この決着はUFC史上4例目という極めて珍しいもの。その珍しさに、複数のメディアが「3例しかなかった」と報じたほどだ。このパフォーマンスにより、ウォーカーは10万ドル(約1500万円)の「パフォーマンス・オブ・ザ・ナイト」ボーナスも獲得している。
この勝利でウォーカーは、自身の記録をさらに延ばす重要な一歩を踏み出した。
特筆すべきは、この5連続一本勝ちの全てが1ラウンドでのレッグロック(足関節技) であることだ。
4戦連続で同じヒールフックで仕留めてきたウォーカーだが、ピーターセン戦では初めて異なる技でフィニッシュ。これにより「ワンパターンではない」という適応力も証明した。「またヒールフックで勝つ」と予告していたが、相手の反応を見て即座に戦術を変更できる技術の高さを示した。
試合後のオクタゴンインタビューで、元2階級制覇王者ダニエル・コーミエを前に、ウォーカーは観客を爆笑させるコメントを残した。

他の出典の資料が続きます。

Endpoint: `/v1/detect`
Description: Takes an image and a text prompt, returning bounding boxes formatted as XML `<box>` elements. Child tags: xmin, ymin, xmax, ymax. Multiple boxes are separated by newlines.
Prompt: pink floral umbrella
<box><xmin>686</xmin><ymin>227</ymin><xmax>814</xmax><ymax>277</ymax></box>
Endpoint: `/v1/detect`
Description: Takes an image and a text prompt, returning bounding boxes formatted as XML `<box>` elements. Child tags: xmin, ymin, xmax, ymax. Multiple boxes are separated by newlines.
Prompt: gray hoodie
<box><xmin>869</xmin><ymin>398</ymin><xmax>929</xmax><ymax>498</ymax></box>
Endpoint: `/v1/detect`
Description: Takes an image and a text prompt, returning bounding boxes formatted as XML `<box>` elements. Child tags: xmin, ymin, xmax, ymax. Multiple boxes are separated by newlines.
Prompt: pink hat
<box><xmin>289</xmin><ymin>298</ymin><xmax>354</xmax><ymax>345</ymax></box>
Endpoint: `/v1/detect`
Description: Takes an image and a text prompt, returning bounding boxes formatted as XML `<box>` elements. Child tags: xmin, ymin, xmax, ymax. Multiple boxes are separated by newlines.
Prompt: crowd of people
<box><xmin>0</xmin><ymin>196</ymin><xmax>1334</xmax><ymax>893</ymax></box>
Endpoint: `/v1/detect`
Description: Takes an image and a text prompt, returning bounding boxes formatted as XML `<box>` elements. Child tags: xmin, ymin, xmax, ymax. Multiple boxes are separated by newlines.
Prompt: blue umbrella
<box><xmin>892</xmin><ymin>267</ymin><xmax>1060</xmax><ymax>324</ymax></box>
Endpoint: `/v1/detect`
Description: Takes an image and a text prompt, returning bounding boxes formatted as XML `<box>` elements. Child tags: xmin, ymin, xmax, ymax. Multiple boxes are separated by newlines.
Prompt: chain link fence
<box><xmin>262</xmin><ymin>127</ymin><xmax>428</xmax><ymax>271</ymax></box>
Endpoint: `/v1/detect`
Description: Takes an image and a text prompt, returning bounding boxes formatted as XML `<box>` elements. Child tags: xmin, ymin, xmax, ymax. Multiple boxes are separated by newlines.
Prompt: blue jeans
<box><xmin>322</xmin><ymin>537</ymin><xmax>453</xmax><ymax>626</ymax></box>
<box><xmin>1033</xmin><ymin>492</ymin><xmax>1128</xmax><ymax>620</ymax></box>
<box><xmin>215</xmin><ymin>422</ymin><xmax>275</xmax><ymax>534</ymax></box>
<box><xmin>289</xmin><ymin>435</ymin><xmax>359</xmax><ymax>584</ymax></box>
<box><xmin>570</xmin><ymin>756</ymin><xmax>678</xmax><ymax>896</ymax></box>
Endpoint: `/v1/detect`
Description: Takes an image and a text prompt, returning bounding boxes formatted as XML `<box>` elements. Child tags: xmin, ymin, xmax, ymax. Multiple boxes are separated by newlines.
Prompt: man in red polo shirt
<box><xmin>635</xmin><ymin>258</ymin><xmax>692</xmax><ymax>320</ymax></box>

それは、ブラジルの英雄アレックス・ペレイラが、2026年6月14日のUFCフリーダム250でシリル・ゲインに敗れた試合の判定を巡る騒動をからかったものだ。
ウォーカーは、「(シリル・ゲインの)後頭部を殴ってやりたい……奴は我らが“ポアタン”(ペレイラの愛称)からオーラを奪ったんだ。チャマ!(行くぞ!)」 と叫び、ペレイラが試合中にゲインの打撃が後頭部に入ったと主張した問題を引き合いに出した。さらに別の場では、審判のハーブ・ディーンがペレイラから「オーラ」を奪ったと冗談めかして非難したと報じられている。

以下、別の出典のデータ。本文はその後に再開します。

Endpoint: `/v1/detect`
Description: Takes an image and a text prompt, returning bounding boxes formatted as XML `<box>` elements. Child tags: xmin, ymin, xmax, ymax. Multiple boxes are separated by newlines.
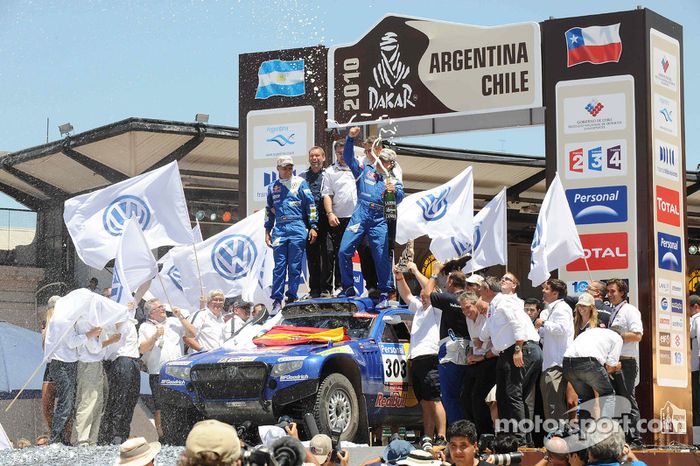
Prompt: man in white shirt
<box><xmin>184</xmin><ymin>290</ymin><xmax>226</xmax><ymax>351</ymax></box>
<box><xmin>394</xmin><ymin>267</ymin><xmax>447</xmax><ymax>439</ymax></box>
<box><xmin>457</xmin><ymin>292</ymin><xmax>498</xmax><ymax>434</ymax></box>
<box><xmin>139</xmin><ymin>298</ymin><xmax>195</xmax><ymax>437</ymax></box>
<box><xmin>45</xmin><ymin>312</ymin><xmax>102</xmax><ymax>445</ymax></box>
<box><xmin>607</xmin><ymin>278</ymin><xmax>644</xmax><ymax>447</ymax></box>
<box><xmin>481</xmin><ymin>277</ymin><xmax>542</xmax><ymax>445</ymax></box>
<box><xmin>321</xmin><ymin>140</ymin><xmax>357</xmax><ymax>289</ymax></box>
<box><xmin>534</xmin><ymin>278</ymin><xmax>576</xmax><ymax>421</ymax></box>
<box><xmin>562</xmin><ymin>327</ymin><xmax>622</xmax><ymax>418</ymax></box>
<box><xmin>688</xmin><ymin>294</ymin><xmax>700</xmax><ymax>426</ymax></box>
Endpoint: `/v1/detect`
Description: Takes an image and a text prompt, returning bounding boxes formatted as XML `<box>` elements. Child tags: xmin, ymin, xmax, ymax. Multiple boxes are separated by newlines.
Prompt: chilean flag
<box><xmin>564</xmin><ymin>23</ymin><xmax>622</xmax><ymax>68</ymax></box>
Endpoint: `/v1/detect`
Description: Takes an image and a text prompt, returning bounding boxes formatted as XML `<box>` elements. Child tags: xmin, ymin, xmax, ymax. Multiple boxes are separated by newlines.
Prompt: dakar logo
<box><xmin>418</xmin><ymin>188</ymin><xmax>452</xmax><ymax>222</ymax></box>
<box><xmin>166</xmin><ymin>265</ymin><xmax>183</xmax><ymax>291</ymax></box>
<box><xmin>211</xmin><ymin>234</ymin><xmax>258</xmax><ymax>280</ymax></box>
<box><xmin>102</xmin><ymin>195</ymin><xmax>151</xmax><ymax>236</ymax></box>
<box><xmin>367</xmin><ymin>32</ymin><xmax>416</xmax><ymax>110</ymax></box>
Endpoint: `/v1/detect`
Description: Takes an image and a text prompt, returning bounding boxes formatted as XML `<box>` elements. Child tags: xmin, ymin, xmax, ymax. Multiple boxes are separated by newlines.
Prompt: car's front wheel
<box><xmin>314</xmin><ymin>374</ymin><xmax>360</xmax><ymax>441</ymax></box>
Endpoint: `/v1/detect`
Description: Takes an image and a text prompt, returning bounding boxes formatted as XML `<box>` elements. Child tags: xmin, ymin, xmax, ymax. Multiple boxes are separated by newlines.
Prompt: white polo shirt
<box><xmin>139</xmin><ymin>317</ymin><xmax>185</xmax><ymax>374</ymax></box>
<box><xmin>190</xmin><ymin>308</ymin><xmax>226</xmax><ymax>351</ymax></box>
<box><xmin>608</xmin><ymin>301</ymin><xmax>644</xmax><ymax>360</ymax></box>
<box><xmin>408</xmin><ymin>296</ymin><xmax>442</xmax><ymax>359</ymax></box>
<box><xmin>539</xmin><ymin>299</ymin><xmax>574</xmax><ymax>372</ymax></box>
<box><xmin>321</xmin><ymin>163</ymin><xmax>357</xmax><ymax>218</ymax></box>
<box><xmin>564</xmin><ymin>327</ymin><xmax>622</xmax><ymax>366</ymax></box>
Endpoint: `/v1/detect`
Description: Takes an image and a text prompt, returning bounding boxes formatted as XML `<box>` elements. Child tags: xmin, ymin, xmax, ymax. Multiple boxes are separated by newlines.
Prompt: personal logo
<box><xmin>367</xmin><ymin>31</ymin><xmax>416</xmax><ymax>111</ymax></box>
<box><xmin>566</xmin><ymin>232</ymin><xmax>629</xmax><ymax>272</ymax></box>
<box><xmin>657</xmin><ymin>232</ymin><xmax>683</xmax><ymax>272</ymax></box>
<box><xmin>265</xmin><ymin>133</ymin><xmax>294</xmax><ymax>147</ymax></box>
<box><xmin>656</xmin><ymin>185</ymin><xmax>681</xmax><ymax>227</ymax></box>
<box><xmin>211</xmin><ymin>234</ymin><xmax>258</xmax><ymax>280</ymax></box>
<box><xmin>585</xmin><ymin>99</ymin><xmax>605</xmax><ymax>117</ymax></box>
<box><xmin>102</xmin><ymin>194</ymin><xmax>151</xmax><ymax>236</ymax></box>
<box><xmin>418</xmin><ymin>188</ymin><xmax>452</xmax><ymax>222</ymax></box>
<box><xmin>166</xmin><ymin>265</ymin><xmax>183</xmax><ymax>291</ymax></box>
<box><xmin>566</xmin><ymin>186</ymin><xmax>627</xmax><ymax>225</ymax></box>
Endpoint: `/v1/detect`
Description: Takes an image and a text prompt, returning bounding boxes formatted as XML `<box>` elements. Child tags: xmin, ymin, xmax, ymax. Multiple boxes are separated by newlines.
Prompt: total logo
<box><xmin>657</xmin><ymin>232</ymin><xmax>682</xmax><ymax>272</ymax></box>
<box><xmin>566</xmin><ymin>186</ymin><xmax>627</xmax><ymax>225</ymax></box>
<box><xmin>656</xmin><ymin>186</ymin><xmax>681</xmax><ymax>227</ymax></box>
<box><xmin>566</xmin><ymin>232</ymin><xmax>629</xmax><ymax>272</ymax></box>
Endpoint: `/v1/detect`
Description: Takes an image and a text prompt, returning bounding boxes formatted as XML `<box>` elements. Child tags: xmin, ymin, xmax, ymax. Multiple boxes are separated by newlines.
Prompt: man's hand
<box><xmin>513</xmin><ymin>351</ymin><xmax>525</xmax><ymax>367</ymax></box>
<box><xmin>284</xmin><ymin>422</ymin><xmax>299</xmax><ymax>440</ymax></box>
<box><xmin>338</xmin><ymin>449</ymin><xmax>350</xmax><ymax>466</ymax></box>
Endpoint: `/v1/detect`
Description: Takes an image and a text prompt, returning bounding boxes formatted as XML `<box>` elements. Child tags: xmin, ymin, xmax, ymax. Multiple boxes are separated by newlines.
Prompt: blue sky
<box><xmin>0</xmin><ymin>0</ymin><xmax>700</xmax><ymax>211</ymax></box>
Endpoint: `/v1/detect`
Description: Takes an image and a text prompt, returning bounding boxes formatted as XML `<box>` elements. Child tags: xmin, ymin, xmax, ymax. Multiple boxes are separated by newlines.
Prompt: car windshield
<box><xmin>280</xmin><ymin>313</ymin><xmax>375</xmax><ymax>339</ymax></box>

ペレイラはこの試合で、審判のハーブ・ディーンがゲインによる後頭部への違反打撃を止めなかったと激怒。ディーン審判の引退を要求する事態にまで発展しており、ウォーカーの発言はその余韻が冷めやらないMMAコミュニティで大きな話題となった。
ウォーカーは試合前から、現在の契約条件に不満を示し、再交渉を求めると公言していた。

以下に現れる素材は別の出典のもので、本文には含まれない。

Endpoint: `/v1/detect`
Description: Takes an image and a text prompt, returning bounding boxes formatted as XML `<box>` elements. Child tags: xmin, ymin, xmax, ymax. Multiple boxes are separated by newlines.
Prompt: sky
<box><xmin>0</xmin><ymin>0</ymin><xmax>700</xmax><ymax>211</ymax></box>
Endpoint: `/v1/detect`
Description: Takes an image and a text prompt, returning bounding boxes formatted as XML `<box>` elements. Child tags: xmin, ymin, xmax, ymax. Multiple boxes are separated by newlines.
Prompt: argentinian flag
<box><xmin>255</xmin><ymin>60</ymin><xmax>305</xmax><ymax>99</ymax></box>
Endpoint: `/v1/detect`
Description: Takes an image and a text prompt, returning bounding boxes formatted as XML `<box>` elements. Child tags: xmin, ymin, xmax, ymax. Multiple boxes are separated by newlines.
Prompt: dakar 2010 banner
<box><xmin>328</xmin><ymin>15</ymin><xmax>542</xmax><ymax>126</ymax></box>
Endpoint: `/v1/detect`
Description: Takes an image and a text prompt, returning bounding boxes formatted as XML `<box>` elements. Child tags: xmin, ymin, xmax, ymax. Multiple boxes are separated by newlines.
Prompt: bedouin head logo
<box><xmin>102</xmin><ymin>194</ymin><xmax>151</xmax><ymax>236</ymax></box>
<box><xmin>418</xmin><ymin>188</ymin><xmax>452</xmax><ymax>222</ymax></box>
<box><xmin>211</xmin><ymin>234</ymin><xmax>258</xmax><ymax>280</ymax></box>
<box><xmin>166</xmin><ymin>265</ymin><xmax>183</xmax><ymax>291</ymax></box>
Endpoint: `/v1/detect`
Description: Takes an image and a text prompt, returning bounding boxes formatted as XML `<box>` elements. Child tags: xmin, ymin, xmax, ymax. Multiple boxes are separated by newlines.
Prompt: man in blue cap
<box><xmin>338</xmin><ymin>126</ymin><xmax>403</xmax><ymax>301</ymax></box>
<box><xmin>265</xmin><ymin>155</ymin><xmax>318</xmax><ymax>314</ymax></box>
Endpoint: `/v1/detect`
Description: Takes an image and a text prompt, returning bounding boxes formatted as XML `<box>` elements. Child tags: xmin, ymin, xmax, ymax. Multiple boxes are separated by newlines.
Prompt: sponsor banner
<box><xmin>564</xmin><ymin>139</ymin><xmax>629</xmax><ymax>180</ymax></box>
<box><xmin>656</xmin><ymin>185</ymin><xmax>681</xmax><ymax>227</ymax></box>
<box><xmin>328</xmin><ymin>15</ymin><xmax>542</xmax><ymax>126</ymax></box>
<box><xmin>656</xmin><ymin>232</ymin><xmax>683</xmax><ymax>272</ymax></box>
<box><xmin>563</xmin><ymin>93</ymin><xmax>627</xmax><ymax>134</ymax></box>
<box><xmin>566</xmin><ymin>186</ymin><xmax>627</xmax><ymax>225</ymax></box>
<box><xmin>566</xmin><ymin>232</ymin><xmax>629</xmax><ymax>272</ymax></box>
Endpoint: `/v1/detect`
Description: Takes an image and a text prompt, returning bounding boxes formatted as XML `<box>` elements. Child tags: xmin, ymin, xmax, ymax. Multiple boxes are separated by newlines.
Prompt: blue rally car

試合前の時点で、ウォーカーはメタUFCヘビー級ランキング11位。この勝利でトップ10入りも視野に入るが、ウォーカーは「適正な評価を受けなければ、相手が誰であろうと受けない」と強い姿勢を示している。
ウォーカーの快進撃は、ヘビー級戦線に新たな風を吹き込んでいる。5連勝で全て1Rフィニッシュ、しかも全てが関節技。現在のUFCで最も危険なグラップラーの一人であることを証明した。
試合後、笑いを交えながらも真剣に暫定王者シリル・ゲインを名指ししたことは、タイトル挑戦への強い野望を示している。折しも、レギュレーションの問題や審判の判定手法が議論される中、ウォーカーの芸術的なまでのサブミッション技術は、新たな時代の到来を予感させる。
彼の要求する契約条件がどう転ぶか、そしてUFCがこの新しい才能をどのようにランキングに組み込むかが、今後のヘビー級戦線の行方を大きく左右することになる。